I was using center-weighted metering. I forgot to mention that. I had meant to do the auto and program shots on matrix metering to make it truly more "auto". Either way, for my shots, the "auto" settings would not allow a shutter speed less than 1/30th of a second, so I don't think that matrix metering would have made a difference (but definitely my bad on the experimental design).
 
Interesting idea, I'll give it a go tomorrow if I have time.
 
Is it ok if I turn my flash off in auto? :p
 
This looks interesting, if the day goes well I may try this tonight!
 
Ooooh! I'm down with this! I will give it a whirl tonite after work. Just got me a tripod too so it'll be fun! I'm gonna go with my barn! It's quite unique it's known as the "church barn" bc the windows on it are from a church 100 yrs old :) fun fun!!!
 
This is a good post to show how one can take control in the creative process. Did you manually focus or auto? Also, not to nitpick but I caught this:

The first photo must be in fully AUTOMATIC mode. Just put it on A and let the camera do it's thing.

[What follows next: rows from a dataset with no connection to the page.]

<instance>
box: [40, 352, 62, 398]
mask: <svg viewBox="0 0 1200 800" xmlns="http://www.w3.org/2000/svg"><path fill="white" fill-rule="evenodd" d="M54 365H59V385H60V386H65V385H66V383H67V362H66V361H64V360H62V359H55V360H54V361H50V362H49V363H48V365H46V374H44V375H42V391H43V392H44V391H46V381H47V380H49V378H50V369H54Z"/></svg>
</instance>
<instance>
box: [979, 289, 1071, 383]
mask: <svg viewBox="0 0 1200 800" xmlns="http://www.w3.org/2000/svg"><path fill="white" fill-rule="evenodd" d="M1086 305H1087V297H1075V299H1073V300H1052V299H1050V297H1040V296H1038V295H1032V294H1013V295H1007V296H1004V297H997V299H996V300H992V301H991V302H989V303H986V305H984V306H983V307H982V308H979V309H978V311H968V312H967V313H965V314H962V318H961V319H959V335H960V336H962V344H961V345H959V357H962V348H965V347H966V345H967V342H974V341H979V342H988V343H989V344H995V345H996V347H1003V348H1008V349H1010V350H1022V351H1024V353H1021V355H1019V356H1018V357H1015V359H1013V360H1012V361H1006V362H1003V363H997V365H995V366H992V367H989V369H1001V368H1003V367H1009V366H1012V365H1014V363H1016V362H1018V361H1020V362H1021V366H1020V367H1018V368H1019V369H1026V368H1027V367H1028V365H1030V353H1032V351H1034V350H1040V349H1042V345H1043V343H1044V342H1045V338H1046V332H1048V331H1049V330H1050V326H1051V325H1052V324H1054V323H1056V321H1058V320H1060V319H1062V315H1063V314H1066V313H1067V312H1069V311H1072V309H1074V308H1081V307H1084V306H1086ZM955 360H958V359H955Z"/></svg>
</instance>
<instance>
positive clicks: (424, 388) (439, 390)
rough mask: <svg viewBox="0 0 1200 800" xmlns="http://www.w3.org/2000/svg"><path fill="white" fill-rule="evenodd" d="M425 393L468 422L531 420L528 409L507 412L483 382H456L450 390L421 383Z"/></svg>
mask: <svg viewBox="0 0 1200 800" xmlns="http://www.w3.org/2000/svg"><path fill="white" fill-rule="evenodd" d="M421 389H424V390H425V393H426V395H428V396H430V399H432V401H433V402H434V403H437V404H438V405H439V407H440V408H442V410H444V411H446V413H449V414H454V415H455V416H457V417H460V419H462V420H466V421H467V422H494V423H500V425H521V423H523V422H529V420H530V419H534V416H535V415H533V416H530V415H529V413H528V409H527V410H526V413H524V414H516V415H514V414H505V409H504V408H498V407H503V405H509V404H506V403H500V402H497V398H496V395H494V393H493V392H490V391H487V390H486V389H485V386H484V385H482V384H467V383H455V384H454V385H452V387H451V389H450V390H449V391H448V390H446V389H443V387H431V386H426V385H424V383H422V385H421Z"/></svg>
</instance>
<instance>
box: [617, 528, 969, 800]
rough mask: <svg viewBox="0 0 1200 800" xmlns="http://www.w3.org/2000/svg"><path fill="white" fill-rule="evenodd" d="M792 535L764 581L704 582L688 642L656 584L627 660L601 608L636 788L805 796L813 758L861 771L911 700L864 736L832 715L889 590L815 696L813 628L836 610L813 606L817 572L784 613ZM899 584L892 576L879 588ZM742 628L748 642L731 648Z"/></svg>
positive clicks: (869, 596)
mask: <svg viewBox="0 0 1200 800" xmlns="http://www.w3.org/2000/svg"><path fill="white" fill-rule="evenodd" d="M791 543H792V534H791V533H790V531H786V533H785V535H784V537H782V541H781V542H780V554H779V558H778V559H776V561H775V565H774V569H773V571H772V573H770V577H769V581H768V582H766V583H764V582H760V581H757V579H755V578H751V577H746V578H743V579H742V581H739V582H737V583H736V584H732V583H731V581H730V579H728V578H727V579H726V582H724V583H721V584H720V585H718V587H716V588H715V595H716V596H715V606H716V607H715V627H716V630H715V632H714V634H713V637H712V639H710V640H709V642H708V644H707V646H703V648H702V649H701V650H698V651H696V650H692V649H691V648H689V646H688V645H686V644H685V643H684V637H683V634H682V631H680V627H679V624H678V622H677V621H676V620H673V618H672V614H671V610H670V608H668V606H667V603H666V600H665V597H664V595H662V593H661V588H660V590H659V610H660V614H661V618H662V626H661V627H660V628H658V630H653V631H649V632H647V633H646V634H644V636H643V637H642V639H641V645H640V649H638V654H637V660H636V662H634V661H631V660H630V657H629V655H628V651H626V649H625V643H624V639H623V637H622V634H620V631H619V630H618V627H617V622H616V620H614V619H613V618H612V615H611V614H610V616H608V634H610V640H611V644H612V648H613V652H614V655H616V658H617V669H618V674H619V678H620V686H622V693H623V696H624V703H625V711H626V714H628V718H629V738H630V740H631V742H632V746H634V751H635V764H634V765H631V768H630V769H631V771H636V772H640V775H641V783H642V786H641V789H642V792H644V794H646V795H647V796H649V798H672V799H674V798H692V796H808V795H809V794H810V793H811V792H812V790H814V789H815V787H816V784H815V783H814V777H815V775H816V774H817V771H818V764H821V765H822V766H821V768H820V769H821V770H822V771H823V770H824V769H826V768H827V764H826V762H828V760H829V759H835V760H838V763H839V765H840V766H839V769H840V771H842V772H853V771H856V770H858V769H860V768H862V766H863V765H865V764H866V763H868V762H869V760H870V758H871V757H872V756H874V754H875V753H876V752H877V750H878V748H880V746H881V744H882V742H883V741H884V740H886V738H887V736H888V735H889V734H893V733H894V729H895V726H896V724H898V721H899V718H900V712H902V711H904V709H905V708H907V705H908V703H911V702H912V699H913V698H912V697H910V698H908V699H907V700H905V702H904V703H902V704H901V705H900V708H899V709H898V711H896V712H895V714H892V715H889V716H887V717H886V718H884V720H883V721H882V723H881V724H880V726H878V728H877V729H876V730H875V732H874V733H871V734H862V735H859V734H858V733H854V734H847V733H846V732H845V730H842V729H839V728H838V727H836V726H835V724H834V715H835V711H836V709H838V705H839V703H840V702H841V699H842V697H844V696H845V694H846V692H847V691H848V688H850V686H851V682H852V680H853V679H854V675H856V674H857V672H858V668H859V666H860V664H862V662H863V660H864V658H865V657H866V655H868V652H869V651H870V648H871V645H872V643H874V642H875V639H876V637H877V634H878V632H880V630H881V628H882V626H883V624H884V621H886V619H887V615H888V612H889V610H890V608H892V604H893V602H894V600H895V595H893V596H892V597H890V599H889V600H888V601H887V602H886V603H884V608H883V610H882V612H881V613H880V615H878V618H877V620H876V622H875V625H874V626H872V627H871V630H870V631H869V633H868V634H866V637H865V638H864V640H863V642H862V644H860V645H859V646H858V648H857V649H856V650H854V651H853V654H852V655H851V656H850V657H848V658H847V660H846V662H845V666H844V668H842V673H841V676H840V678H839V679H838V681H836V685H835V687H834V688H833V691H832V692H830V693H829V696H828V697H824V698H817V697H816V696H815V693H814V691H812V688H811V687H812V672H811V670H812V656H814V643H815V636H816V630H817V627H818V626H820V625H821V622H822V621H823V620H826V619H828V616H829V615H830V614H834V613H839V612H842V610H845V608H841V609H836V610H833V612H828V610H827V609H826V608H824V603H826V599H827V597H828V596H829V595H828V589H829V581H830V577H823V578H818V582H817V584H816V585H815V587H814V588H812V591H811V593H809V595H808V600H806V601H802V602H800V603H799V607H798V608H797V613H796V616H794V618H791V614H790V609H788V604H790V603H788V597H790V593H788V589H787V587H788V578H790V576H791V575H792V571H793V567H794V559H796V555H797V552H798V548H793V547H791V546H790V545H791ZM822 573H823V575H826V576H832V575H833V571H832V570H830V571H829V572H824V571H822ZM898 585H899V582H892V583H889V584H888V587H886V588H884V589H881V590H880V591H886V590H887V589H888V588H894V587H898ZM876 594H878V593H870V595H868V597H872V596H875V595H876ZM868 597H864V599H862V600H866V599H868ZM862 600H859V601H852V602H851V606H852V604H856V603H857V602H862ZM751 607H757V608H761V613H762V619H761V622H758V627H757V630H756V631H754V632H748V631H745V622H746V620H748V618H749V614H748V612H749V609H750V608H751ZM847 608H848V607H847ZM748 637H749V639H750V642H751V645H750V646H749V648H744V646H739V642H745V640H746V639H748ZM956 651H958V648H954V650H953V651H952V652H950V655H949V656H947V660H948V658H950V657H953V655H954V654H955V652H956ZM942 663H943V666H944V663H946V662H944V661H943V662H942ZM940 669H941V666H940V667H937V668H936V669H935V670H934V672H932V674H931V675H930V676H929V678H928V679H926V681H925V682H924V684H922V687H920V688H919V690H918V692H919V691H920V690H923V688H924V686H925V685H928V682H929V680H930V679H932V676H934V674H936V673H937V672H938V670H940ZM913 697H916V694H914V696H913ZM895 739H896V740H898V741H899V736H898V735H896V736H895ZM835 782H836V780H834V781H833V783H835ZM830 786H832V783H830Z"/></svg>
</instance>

I know what you're getting at but since this is geared towards beginners, setting the dial to 'A' generally means aperture priority on a DSLR. I think you meant to say the green box with the camera icon.

P.S. Lovely house.
 
This was very helpful. Love it. Can't wait to get out and try this. Great way to teach. Thank you!
 
Hmmmmmp! I gotta say it might be too cold for me to participate in this. Camera in house at 70 outside -10 right now. Let alone at night. I dont mind thecold I got the correct layers BUT is my camera ok for that weather?
 
RebeccaAPhotography said:
Hmmmmmp! I gotta say it might be too cold for me to participate in this. Camera in house at 70 outside -10 right now. Let alone at night. I dont mind thecold I got the correct layers BUT is my camera ok for that weather?

I would like to know the answer to that question, will be 35 here at sunset.